“No Justice, No Peace” is a well-established formula. With orgins in the Black Power Movement, it gets at the asymmetrical conflict over Israel and Palestine. The very simple argument is that Israel won’t enjoy peace without justice for Palestine. Less simple is figuring out the intention of speakers who cite the formula. Is this intended by the speaker to be a descriptive statement that seeks only to describe political reality? Or is it intended as a normative statement meaning that Israel should not be allowed to live in peace without justice for Palestine?
Flip the formula to see the other side of the coin – “No Justice, No Peace.” It’s hard to imagine how to draw up the careful arrangements that might make for justice for Palestine under the conditions of war and violence that threaten Israel. This is not meant to justify the injustice as much as to describe a parallax view of the conflict. Do war and violence reveal the pre-given injustice of a situation? Or do they only aggravate that condition and make it worse?

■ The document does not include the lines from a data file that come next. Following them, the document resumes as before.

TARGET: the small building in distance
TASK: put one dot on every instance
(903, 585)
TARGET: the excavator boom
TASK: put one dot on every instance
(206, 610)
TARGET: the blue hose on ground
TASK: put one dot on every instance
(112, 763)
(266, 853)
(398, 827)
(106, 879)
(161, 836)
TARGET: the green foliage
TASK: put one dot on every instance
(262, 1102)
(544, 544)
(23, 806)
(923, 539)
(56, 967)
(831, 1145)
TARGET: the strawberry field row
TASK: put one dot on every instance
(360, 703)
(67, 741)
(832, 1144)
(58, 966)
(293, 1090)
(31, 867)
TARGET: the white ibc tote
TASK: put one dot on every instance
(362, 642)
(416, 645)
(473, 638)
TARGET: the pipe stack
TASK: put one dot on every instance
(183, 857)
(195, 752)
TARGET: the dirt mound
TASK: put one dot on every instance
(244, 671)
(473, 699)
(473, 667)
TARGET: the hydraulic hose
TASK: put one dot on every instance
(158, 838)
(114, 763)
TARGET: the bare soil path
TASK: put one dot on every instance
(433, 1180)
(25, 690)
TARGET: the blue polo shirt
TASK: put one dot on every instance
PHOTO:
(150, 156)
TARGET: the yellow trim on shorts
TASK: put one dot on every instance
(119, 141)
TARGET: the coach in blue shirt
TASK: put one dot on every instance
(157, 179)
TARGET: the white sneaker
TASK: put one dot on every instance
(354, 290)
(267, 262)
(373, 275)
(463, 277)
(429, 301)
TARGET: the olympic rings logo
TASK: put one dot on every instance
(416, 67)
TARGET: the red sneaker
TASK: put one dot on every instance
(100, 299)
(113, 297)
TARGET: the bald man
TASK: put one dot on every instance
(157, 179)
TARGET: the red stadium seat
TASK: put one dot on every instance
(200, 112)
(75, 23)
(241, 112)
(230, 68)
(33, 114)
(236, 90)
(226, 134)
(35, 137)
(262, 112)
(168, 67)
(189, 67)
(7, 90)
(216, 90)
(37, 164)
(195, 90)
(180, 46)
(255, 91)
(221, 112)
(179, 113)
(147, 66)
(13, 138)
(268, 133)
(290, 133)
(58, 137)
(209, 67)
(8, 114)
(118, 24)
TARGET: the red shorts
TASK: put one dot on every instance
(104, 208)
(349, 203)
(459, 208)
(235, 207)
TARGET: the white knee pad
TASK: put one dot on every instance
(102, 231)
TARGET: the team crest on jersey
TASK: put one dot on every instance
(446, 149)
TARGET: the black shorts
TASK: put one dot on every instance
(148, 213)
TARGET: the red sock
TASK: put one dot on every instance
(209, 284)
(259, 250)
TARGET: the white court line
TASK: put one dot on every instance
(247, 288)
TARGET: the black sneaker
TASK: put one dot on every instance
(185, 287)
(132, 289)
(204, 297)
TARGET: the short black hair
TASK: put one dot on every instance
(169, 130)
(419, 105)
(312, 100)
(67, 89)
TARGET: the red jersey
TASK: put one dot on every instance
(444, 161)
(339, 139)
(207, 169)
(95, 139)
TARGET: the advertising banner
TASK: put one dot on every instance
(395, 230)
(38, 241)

Spinning in vicious circles, each formula articulates a truth that is as partial as it is brutal and basic. Viewed logically, one term has to precede in order to ground the other. But these kinds of conflict do not lend themselves to logic. In the end, neither party gets what it needs. Morally, the claims must be met simultaneously, whereas politically it’s up to the stronger party to resolve the asymmetrical conflict which the weaker party continues to sustain on this side of a catastrophe.